Je ne dirai pas non plus, à l'inverse, que j'en suis au point mort, loin de là. Seulement je m'éparpille un peu dans tous les sens, comme un blob (2) qui serait passé sur une mine. Avoir une idée en ce moment, c'est aussi en avoir pour des jours de boulot à essayer de voir comment l'intégrer correctement dans tout ce à quoi on a déjà pensé avant. Et évidemment, le problème devient de plus en plus délicat au fur et à mesure que le nombre d'idées augmente.
En ce moment, chaque fois que j'y pense, je suis sur les personnages. Qui sont-ils ? Que veulent-ils ? Où vont-ils ? Comment se rencontrent-ils ? Pourquoi ils restent ensembles ? Pourquoi ils se séparent ? Comment concilier le tout ? Etc... Alors à force d'essayer de déterminer les caractéristiques de chacun d'entre eux, on commence à réfléchir sur les personnages des autres romans et histoires qu'on lit ici ou là. Et c'est ainsi que j'ai découvert ce que j'appelle personnellement le syndrome de Galaad.
Parce que dans le genre erreur de casting, Galaad, dernier chevalier de la table ronde et découvreur du graal, se pose là. Mais pour comprendre il faut en revenir au début de la légende arthurienne.
Vous savez peut être que la légende d'Arthur et de la table ronde telle que nous la connaissons aujourd'hui date du 13e siècle. Or, comme toute légende qui se respecte, ses origines remontent à bien plus longtemps. Si tant est que Arthur (ou le personnage que l'on appelle Arthur) ait existé, et il apparaît vraisemblable que ce soit le cas, ce serait plutôt dans les environs du 6e siècle. A cette époque, on écrivait encore très peu les histoires, on les racontait surtout oralement. C'est donc oralement que s'est d'abord répandue la légende d'Arthur (sur quelle base ? Allez savoir) qui, à l'origine, est une légende païenne (3).

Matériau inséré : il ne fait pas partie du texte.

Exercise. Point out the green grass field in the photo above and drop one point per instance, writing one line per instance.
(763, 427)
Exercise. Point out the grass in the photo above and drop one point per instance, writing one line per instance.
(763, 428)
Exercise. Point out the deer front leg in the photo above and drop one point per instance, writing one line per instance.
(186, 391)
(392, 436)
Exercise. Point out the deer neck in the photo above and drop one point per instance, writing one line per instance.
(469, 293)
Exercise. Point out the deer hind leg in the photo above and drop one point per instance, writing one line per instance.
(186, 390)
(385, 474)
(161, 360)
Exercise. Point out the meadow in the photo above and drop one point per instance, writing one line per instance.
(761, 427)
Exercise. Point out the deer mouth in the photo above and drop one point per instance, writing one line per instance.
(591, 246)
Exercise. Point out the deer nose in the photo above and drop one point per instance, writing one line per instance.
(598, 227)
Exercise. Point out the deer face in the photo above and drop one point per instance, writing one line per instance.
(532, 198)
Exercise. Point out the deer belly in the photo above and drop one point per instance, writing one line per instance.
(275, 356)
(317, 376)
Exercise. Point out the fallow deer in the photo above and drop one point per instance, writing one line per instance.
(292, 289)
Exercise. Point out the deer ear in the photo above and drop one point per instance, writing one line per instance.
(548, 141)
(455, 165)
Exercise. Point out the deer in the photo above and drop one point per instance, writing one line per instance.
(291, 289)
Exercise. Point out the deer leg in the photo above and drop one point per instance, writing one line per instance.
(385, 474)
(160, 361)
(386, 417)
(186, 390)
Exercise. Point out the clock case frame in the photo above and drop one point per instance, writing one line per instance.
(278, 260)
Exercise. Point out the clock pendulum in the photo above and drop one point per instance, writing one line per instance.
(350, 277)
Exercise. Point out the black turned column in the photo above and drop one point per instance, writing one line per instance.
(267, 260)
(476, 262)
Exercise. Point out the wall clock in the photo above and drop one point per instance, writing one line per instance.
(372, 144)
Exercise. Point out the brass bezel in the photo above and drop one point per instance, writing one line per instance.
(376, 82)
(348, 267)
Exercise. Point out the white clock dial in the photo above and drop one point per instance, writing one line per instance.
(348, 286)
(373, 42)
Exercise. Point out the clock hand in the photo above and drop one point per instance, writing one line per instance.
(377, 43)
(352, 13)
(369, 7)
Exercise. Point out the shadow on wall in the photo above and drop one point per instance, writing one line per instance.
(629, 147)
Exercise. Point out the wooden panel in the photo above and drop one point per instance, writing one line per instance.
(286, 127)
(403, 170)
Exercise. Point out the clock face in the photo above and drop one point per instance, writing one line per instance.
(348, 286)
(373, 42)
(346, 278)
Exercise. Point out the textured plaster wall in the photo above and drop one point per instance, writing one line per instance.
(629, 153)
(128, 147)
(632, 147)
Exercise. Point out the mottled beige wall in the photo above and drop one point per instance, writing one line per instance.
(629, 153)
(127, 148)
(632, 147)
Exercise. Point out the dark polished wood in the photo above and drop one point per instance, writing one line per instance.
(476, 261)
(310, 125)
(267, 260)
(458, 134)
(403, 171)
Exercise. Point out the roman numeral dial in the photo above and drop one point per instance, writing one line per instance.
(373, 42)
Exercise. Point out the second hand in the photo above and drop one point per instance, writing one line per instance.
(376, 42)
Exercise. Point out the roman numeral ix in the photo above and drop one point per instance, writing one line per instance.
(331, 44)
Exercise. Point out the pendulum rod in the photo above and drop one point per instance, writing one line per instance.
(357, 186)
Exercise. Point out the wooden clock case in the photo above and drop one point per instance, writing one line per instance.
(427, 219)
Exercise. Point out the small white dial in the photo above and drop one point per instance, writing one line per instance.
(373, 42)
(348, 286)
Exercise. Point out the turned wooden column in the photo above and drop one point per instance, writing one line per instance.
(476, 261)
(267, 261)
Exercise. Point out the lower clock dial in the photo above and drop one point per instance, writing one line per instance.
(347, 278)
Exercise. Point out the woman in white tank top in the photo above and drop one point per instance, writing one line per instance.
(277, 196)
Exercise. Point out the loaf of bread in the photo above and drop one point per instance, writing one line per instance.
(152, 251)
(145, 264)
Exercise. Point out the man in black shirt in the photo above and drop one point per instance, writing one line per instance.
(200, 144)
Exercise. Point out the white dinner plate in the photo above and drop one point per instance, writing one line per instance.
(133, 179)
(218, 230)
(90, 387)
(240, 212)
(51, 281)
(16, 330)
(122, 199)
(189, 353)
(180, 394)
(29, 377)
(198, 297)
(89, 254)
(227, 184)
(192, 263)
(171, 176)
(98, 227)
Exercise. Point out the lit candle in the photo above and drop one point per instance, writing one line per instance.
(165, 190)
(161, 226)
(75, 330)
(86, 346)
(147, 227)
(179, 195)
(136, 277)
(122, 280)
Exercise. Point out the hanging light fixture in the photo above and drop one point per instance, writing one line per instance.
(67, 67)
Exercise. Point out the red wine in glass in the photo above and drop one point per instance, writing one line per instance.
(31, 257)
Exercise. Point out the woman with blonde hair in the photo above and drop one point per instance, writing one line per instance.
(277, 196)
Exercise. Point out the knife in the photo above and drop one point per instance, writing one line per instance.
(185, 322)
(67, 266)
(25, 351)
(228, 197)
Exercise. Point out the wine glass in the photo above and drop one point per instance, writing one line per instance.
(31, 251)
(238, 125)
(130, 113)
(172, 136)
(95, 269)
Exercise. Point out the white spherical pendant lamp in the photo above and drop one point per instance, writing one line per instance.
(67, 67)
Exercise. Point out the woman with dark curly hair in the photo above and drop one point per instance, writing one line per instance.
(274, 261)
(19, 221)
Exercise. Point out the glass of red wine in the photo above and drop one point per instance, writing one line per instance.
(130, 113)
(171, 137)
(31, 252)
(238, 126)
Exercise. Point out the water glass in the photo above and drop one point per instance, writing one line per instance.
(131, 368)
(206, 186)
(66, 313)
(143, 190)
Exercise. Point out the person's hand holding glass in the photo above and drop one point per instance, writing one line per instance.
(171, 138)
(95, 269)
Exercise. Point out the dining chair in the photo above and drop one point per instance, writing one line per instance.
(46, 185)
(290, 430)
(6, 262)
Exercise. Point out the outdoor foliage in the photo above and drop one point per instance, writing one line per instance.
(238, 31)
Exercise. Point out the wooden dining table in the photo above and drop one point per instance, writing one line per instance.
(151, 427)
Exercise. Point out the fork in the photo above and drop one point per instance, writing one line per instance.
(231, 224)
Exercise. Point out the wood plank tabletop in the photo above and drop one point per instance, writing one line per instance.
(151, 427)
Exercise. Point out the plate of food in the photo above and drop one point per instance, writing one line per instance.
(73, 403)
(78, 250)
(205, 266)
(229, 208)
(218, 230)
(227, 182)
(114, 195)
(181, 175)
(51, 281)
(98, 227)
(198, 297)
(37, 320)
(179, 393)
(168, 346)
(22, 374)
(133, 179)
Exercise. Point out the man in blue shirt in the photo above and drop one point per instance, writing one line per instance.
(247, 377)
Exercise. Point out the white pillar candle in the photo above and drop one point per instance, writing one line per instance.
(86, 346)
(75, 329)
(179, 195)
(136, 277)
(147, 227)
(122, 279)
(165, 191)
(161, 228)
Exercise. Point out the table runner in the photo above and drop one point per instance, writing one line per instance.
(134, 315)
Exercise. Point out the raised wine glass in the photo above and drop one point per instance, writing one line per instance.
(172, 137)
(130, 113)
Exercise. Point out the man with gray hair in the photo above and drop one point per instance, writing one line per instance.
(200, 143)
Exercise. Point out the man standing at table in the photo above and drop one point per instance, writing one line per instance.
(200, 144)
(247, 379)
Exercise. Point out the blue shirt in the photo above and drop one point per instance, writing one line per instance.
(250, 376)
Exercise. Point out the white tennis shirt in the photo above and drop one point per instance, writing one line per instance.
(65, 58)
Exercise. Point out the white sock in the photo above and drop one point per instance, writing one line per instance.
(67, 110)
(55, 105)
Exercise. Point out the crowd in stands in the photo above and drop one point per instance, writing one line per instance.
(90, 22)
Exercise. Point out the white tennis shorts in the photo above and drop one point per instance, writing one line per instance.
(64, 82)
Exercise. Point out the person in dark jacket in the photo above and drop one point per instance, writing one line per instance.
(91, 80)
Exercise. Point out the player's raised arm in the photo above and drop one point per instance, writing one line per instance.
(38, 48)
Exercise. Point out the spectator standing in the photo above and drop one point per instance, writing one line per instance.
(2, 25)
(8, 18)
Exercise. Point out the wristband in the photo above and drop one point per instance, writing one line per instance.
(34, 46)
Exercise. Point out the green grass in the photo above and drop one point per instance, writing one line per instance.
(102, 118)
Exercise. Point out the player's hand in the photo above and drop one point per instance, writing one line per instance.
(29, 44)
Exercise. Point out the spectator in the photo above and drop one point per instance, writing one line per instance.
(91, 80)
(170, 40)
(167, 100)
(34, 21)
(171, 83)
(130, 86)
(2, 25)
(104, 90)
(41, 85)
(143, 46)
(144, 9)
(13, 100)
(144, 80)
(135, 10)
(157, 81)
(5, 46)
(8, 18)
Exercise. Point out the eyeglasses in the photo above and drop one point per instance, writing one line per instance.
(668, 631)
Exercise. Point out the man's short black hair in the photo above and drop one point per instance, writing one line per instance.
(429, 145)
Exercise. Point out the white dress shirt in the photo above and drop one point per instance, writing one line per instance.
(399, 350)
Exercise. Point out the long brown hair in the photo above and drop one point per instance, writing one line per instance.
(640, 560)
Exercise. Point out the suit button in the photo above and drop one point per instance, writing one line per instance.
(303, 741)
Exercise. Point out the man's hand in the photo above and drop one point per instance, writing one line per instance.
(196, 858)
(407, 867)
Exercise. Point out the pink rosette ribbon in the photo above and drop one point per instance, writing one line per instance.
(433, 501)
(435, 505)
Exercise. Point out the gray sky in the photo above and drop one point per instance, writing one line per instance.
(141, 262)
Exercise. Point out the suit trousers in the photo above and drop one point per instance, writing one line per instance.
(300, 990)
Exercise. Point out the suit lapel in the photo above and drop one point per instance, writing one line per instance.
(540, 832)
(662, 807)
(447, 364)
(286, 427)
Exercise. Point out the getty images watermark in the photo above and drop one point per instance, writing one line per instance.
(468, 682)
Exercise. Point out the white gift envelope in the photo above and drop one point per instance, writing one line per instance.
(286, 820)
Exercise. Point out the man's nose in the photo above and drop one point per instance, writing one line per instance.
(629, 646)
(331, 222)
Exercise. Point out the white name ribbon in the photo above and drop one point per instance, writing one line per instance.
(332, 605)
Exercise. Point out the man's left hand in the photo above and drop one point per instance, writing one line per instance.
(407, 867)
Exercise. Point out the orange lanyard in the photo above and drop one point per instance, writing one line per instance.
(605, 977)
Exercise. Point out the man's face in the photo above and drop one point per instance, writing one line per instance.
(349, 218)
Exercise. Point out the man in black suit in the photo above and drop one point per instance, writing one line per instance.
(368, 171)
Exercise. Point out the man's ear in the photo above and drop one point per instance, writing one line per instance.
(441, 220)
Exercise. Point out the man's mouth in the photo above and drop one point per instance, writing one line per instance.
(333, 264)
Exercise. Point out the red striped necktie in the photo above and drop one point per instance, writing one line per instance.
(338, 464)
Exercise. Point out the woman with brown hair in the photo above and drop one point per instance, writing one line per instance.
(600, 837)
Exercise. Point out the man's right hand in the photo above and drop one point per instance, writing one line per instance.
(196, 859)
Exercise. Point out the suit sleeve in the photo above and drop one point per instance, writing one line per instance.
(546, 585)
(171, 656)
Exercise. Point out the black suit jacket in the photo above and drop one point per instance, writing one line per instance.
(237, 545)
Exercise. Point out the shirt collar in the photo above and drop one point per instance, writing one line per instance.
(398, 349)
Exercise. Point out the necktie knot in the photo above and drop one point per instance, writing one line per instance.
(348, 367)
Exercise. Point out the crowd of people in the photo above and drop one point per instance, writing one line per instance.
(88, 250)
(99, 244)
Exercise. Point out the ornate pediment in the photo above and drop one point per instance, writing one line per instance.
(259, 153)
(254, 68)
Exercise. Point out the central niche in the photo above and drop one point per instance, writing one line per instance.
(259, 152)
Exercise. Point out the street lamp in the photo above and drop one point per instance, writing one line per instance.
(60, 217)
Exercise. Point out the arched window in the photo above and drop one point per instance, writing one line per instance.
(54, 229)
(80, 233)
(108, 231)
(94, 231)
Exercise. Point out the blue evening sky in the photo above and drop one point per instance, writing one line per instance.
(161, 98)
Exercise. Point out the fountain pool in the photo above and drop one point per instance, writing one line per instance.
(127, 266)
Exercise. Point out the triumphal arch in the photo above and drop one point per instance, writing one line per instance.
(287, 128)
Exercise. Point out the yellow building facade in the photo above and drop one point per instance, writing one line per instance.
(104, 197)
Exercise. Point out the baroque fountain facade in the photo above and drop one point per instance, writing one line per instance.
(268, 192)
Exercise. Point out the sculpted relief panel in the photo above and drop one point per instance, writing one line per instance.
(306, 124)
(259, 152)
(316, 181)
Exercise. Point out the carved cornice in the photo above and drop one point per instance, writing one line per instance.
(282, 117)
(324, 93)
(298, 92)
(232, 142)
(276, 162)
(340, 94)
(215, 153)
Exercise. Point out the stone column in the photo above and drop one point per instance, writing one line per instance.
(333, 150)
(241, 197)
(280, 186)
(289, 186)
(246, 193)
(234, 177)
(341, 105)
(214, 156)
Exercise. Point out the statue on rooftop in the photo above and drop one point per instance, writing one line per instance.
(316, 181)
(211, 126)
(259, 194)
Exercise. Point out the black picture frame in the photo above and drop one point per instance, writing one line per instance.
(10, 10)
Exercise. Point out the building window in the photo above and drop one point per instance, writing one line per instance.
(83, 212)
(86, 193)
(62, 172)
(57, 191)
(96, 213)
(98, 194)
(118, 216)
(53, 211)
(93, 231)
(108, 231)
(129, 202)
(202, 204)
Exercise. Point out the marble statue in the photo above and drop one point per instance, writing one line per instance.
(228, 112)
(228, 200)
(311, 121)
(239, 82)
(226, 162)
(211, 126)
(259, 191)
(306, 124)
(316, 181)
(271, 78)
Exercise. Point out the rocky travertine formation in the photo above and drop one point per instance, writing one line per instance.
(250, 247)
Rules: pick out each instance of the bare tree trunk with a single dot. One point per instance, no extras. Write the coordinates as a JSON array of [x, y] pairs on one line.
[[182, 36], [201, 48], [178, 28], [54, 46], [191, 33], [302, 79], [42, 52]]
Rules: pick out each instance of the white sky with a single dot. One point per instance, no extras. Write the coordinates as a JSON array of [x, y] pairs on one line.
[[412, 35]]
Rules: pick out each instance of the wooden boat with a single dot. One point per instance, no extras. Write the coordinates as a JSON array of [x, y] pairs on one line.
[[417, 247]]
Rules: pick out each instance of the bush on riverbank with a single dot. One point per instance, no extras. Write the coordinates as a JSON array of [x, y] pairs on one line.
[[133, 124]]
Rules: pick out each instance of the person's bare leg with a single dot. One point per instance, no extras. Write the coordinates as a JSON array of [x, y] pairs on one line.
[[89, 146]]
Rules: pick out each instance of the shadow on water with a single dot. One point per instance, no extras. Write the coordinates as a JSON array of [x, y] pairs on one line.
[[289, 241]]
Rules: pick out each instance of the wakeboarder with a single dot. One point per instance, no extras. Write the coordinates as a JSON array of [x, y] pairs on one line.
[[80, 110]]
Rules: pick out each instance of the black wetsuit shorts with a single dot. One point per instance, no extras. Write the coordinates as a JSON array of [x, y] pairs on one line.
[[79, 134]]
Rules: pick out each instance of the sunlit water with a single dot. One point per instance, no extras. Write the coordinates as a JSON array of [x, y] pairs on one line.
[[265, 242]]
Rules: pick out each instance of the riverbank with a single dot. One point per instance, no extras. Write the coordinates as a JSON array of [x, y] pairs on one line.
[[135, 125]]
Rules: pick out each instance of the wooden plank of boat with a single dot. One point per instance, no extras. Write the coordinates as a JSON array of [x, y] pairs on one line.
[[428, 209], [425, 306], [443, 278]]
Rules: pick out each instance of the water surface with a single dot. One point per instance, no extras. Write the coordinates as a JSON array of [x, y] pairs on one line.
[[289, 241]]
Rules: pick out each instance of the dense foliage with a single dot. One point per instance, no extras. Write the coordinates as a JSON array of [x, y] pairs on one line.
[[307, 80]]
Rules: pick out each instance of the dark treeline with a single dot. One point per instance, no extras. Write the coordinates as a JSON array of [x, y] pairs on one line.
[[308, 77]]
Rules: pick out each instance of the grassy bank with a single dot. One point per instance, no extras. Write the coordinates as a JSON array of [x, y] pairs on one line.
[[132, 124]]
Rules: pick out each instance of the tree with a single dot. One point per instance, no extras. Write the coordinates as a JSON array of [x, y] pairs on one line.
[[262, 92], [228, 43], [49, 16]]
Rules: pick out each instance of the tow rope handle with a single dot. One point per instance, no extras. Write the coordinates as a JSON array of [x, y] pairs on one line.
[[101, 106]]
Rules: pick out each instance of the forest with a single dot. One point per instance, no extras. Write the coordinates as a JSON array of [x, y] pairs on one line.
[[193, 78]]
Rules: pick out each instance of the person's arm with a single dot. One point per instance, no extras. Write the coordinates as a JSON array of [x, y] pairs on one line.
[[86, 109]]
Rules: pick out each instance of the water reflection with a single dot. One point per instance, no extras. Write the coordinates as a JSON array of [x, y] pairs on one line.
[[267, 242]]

Dans cette première légende, c'est Perceval qui découvrait le graal qui n'était pas encore une coupe (il paraît que dans la première version c'était une tête coupée baignant dans son sang sur un plateau ce qui, selon certains historiens, tendraient à montrer que l'origine de la légende serait une histoire de vengeance). Puis les chrétiens sont arrivés et ont commencé à remplacé tous les rites païens par les leurs même si ça ne correspondait pas à leurs croyances (Noël n'est pas l'anniversaire du Christ, la date correspond à une fête païenne que les chrétiens ont ainsi remplacé et ce n'est qu'un exemple parmi d'autres). Du coup, le personnage de Perceval les tentait moyens étant donné que le bonhomme aimait boire, manger et forniquer à tout va. Ceux qui reprirent la légende lui préférèrent donc Lancelot (4), candidat plus adapté pour trouver un objet sacré. Mais au fil du temps, les moeurs évoluant, cela ne suffit plus. Les moines du 13e siècle voyait d'un mauvais oeil la célèbre relation entre Lancelot et Guenièvre et décidèrent qu'il était également temps pour lui de passer la main. Pour cela, ils lui créèrent un fils de toute pièce, Galaad qu'il aurait eu avec une fille qui l'a empoisonné pour qu'il la prenne pour Guenièvre. Ce nouveau personnage sera l'incarnation des valeurs morales chrétienne.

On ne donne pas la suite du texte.